Now, to this week’s important topic:
Cooper’s ‘Back-assward’ approach to creating extraordinary new products, services or experiences in your business:
Most businesses create a new product, service or customer experience and then try to write some sort of advertising to promote and sell it. Just for once, try my ‘back-assward’ approach to creating amazing, customer-owning products, services or experiences.
First, sit down and write an ad for a product, a service, or a customer experience that would be absolutely compelling to your target customers. What would really ‘grab’ them? What would clearly differentiate you and make you the compelling ‘wise choice’ for your target customers? What would be so amazing that it would literally make you ‘famous’? What would put you so far ahead of your competitors that they’d cry, “Unfair competition”?
Sit down with a few of the best minds and hearts in your business and get creative. Think and feel like a customer. Write the ad. No whining! The ad doesn’t have to look fancy.
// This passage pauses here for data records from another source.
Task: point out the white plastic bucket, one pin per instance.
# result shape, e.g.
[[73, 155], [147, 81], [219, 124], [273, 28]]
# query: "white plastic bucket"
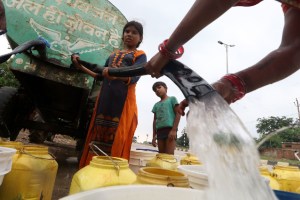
[[139, 158], [6, 155], [196, 174], [139, 192]]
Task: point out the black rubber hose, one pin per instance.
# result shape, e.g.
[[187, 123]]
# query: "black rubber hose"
[[190, 83], [38, 44]]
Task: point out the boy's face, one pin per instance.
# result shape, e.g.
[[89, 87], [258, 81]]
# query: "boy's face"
[[131, 37], [160, 91]]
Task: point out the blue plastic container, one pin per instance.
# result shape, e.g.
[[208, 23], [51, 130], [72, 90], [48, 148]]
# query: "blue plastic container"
[[282, 195]]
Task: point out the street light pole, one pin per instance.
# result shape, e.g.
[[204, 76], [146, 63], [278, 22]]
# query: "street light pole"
[[226, 48]]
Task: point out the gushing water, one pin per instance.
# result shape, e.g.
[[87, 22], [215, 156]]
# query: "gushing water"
[[222, 143]]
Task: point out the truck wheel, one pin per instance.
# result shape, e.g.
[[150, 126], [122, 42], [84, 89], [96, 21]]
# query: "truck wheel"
[[8, 111]]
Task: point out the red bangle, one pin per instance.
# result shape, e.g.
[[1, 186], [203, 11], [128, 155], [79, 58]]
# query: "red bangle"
[[167, 53], [238, 84]]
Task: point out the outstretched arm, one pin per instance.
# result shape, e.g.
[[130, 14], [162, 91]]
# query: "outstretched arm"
[[202, 13], [276, 66]]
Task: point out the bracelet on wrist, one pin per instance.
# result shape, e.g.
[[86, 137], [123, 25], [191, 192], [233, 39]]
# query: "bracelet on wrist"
[[238, 84], [167, 53]]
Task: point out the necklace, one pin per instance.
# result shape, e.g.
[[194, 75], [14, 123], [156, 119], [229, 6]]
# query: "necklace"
[[118, 58]]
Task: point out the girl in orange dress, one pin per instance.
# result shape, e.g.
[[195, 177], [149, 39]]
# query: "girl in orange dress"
[[114, 119]]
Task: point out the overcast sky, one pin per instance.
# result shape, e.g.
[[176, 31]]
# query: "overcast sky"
[[254, 31]]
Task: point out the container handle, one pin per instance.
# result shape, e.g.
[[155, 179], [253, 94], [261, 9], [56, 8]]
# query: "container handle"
[[37, 157], [169, 161], [92, 146]]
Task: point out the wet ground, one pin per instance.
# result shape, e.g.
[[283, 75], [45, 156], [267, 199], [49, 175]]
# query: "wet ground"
[[63, 149]]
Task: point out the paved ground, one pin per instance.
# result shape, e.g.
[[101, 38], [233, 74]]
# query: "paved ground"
[[63, 148]]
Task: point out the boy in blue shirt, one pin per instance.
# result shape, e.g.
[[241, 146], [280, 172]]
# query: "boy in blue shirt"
[[166, 120]]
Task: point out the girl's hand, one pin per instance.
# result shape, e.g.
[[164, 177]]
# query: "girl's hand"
[[106, 75], [155, 65]]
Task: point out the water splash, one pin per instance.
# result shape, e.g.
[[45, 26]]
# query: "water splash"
[[223, 144]]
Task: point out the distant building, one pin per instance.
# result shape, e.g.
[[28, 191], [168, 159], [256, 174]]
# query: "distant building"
[[287, 151]]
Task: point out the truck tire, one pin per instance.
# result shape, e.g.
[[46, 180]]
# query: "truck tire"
[[8, 110]]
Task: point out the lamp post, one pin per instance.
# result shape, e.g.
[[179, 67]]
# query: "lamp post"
[[226, 48]]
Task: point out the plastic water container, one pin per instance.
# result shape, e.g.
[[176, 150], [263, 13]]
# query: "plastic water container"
[[102, 171], [139, 192], [166, 161], [35, 171], [196, 174], [6, 155], [272, 182], [282, 195], [139, 158], [160, 176], [288, 177], [190, 159]]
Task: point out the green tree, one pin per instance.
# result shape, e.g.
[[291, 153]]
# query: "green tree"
[[266, 126], [6, 76]]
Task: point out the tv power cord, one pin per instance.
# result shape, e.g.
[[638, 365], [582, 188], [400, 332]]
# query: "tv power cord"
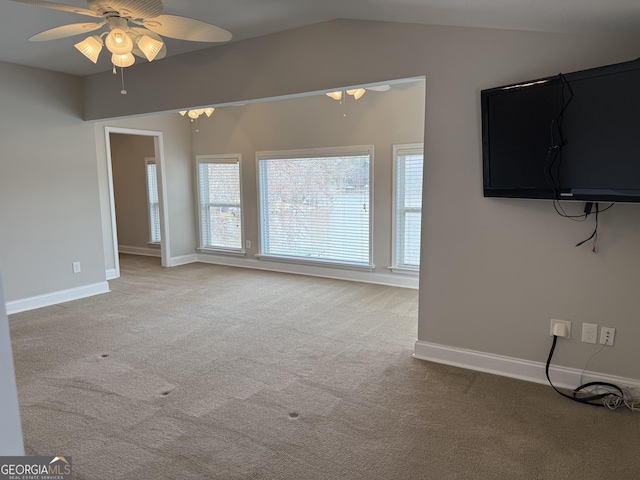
[[612, 397]]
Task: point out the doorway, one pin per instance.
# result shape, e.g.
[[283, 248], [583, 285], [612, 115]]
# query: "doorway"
[[158, 155]]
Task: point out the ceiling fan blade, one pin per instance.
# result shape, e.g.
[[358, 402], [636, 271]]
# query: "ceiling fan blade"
[[128, 8], [183, 28], [143, 31], [60, 6], [65, 31]]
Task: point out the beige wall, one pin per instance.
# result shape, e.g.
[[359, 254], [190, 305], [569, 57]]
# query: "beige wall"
[[494, 271], [381, 119], [49, 203], [128, 153], [11, 442]]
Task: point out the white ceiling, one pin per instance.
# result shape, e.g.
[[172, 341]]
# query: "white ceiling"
[[251, 18]]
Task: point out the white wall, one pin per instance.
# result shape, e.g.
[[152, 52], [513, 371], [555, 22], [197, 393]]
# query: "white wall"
[[494, 271], [381, 119], [49, 204], [11, 443]]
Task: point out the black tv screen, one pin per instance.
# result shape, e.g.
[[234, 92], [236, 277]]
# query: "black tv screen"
[[573, 136]]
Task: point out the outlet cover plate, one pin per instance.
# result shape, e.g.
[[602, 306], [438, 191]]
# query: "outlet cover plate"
[[566, 322], [603, 336], [589, 333]]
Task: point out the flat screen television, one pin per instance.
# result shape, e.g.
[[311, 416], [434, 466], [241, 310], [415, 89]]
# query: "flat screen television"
[[573, 136]]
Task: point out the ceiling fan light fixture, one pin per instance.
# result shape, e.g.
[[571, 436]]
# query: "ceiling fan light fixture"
[[356, 92], [123, 61], [118, 42], [149, 46], [90, 47]]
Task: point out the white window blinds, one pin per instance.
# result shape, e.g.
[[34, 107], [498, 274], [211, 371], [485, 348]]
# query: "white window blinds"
[[154, 205], [408, 201], [315, 205], [220, 202]]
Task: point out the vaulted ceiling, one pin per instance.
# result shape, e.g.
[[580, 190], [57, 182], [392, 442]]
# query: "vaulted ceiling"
[[252, 18]]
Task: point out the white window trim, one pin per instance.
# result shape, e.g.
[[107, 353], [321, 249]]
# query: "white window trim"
[[316, 153], [220, 158], [147, 161], [398, 150]]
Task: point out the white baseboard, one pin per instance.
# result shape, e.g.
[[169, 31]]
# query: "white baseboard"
[[562, 377], [146, 251], [402, 281], [54, 298], [182, 260]]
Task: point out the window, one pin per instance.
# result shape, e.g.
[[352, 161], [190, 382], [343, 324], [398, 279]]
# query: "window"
[[153, 203], [219, 202], [408, 161], [315, 205]]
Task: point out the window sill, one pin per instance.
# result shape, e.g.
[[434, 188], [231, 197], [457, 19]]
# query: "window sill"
[[222, 251], [405, 271], [315, 263]]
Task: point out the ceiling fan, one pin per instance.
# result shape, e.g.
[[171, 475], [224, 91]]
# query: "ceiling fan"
[[134, 28]]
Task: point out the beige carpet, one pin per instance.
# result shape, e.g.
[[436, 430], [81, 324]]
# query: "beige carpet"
[[207, 372]]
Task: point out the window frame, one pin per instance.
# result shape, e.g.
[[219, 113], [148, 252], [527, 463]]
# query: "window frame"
[[397, 250], [230, 158], [328, 152], [152, 161]]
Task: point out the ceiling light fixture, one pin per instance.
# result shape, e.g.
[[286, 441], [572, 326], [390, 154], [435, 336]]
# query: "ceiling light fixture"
[[356, 93], [194, 114]]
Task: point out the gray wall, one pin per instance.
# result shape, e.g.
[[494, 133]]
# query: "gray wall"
[[381, 119], [11, 443], [128, 153], [49, 203], [494, 271]]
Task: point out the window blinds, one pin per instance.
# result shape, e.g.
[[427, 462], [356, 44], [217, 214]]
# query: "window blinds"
[[316, 208]]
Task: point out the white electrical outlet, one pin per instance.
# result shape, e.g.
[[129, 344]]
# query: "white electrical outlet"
[[589, 333], [555, 330], [607, 335]]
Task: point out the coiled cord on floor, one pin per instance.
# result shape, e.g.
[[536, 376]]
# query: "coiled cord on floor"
[[612, 396]]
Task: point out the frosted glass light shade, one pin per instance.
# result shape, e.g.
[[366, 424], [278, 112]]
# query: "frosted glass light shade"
[[118, 42], [90, 47], [123, 61], [150, 47], [356, 92]]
You don’t need beautiful graphics…it’s about the idea!
Step two is to figure out how you’re going to create and consistently deliver whatever it is that you came up with…and how you’re going to do that profitably. This might mean rethinking how you do business or changing your business model. Once again, no whining.
The good news is that you won’t be a commodity anymore, so price won’t be the biggest issue for your customers…unless ‘price’ is your big idea, in which case you’re going to figure out how to be the lowest cost, most efficient producer or seller.
The world’s best example of ‘back-assward’ thinking is Henry Ford and his Model T car. In the early 1900’s hundreds of small shops painstaking built automobiles, one-at-a-time, by hand. As a result, none of them could sell a car for less than $2,500 ($98,000 in today’s money). That was a huge sum in those days, so cars sold in small numbers to the very wealthy.
Seeing the potential for the automobile to fundamentally transform society and the economy, in 1908 Henry Ford used ‘back-assward’ thinking to ask the question, “What price would I have to be able to sell a car for if I wanted to sell a LOT of cars?” He came up with a price of $849. Then, he set out to design and engineer a car and a revolutionary new production method (the assembly line) to produce that car profitably, for $849. Even better, he paid his employees a high enough wage that they could afford to buy one of the cars they built.
Did Henry’s ‘back-assward’ thinking work? It appears so. By 1920, one of every two cars sold in the world was a Ford Model T!
How can the ‘back-assward’ approach to product, service or experience development work for your business…and when will you get started?
That’s it for this week…
Live brilliantly and be kind to each other!